Vers une justice 2.0?

Ce vendredi, la Justice belge recevra 3.500 ordinateurs portables et à terme, 12.000. Le coût de cet investissement représente 100 millions d’euros. Le ministre de la Justice Vincent Van Quickenborne entend être le ministre qui amorcera ce tournant de l’informatisation de la Justice belge, qui est à la traîne au niveau de l'Union européenne.

 

Le chantier de digitalisation de la Justice est immense et on ne sait pas réellement par où commencer. De quoi parle-t-on exactement? Pourquoi la digitalisation de la justice est si complexe? Quel écho sur le terrain? Les avocats sont-ils demandeurs? Qu’est-ce que cette numérisation permettrait ? Le secteur croit-il aux déclarations de leur ministre? 

Adrien Vanden Branden, fondateur de Canyon, outil visant à faciliter les procédures légales et Jean-Pierre Buyle, avocat, ancien président d’Avocats.be, étaient sur le plateau pour répondre à la Question de la Matinale.

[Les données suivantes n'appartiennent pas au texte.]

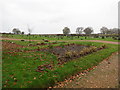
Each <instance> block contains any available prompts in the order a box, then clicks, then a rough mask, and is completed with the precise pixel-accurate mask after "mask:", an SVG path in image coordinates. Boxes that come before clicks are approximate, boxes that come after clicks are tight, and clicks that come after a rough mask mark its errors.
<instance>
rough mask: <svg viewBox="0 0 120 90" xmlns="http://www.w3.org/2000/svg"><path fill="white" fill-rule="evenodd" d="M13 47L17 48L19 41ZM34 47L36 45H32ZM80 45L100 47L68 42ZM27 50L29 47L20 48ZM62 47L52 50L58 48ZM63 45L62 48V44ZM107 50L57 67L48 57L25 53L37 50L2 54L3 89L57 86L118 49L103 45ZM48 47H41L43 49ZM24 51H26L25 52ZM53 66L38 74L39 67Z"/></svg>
mask: <svg viewBox="0 0 120 90" xmlns="http://www.w3.org/2000/svg"><path fill="white" fill-rule="evenodd" d="M15 43H17V44H20V41H16V42H15ZM33 43H36V42H33ZM70 43H77V44H82V45H92V46H97V47H100V46H101V45H102V43H96V42H74V41H73V42H70ZM21 45H25V46H27V45H28V44H21ZM60 45H61V43H59V44H55V45H53V48H54V46H60ZM62 45H65V44H62ZM105 45H106V46H107V48H106V49H103V50H100V51H98V52H94V53H92V54H89V55H86V56H83V57H81V58H77V59H75V60H71V61H69V62H67V63H65V64H63V65H60V66H59V65H57V63H58V61H57V57H56V56H55V55H53V54H51V53H47V52H42V51H31V52H26V51H27V50H31V49H32V50H34V49H37V48H38V46H36V47H24V48H19V49H20V50H22V52H13V51H14V50H13V51H6V50H5V51H3V54H2V62H3V63H2V65H3V70H2V71H3V78H2V79H3V82H2V85H3V88H48V87H49V86H54V85H55V83H56V82H59V81H63V80H64V79H65V78H68V77H70V76H71V75H74V74H76V73H77V72H80V71H82V70H85V69H88V68H91V67H92V66H95V65H97V64H98V63H99V62H101V61H102V60H103V59H105V58H107V57H108V56H110V55H111V54H112V53H113V52H116V51H118V46H117V45H112V44H105ZM45 47H48V46H47V45H46V46H42V48H45ZM25 49H26V50H25ZM44 64H52V65H54V68H53V69H45V70H44V72H37V71H36V70H37V67H38V66H39V65H44Z"/></svg>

"Le digital, c’est une opportunité fondamentale de repenser toute la procédure judiciaire autour de la personne justiciable", confie Adrien Vanden Branden. Ceci permettrait de rendre accessible les décisions de Justice et des textes de loi en les rendant digitaux. De surcroît, "mettre à disposition l’ensemble des décisions de justice de manière anonymisée et les mettre dans une base de données pour pouvoir rendre cette jurisprudence accessible à tous et alors accessible au contrôle démocratique." 

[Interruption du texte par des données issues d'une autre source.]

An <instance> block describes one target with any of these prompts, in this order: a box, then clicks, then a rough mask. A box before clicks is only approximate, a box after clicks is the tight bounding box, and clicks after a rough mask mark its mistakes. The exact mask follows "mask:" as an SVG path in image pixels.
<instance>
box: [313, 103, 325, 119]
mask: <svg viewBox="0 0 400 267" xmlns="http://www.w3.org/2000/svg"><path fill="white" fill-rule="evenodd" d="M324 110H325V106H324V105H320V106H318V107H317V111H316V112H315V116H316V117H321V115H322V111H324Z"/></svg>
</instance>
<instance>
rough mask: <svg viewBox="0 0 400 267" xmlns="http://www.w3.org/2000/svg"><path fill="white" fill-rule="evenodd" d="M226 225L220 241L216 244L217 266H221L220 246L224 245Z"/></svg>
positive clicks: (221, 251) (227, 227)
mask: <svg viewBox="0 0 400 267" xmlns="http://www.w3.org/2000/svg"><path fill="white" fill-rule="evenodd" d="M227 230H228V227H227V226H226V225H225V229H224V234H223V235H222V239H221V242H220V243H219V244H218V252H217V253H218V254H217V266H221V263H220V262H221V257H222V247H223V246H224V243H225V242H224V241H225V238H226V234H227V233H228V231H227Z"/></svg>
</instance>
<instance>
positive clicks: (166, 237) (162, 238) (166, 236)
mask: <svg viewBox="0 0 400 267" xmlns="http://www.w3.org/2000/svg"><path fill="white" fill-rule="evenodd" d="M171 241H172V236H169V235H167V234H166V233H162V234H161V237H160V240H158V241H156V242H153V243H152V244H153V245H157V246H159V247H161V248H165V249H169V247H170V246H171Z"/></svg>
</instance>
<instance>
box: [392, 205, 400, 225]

Jean-Pierre Buyle nous explique également que la justice informatisée est "le seul moyen d’avoir des banques de données qui permettent d’avoir une assistance pour les acteurs de justice, pour étudier les cas et pour prévoir les décisions. C’est un outil d’aide à la prédictivité de la Justice." Une loi avait été votée pour cette informatisation, mais n’a pas encore été mise en œuvre. "Demain, sans numérique, vous n’aurez plus de justice", affirme-t-il.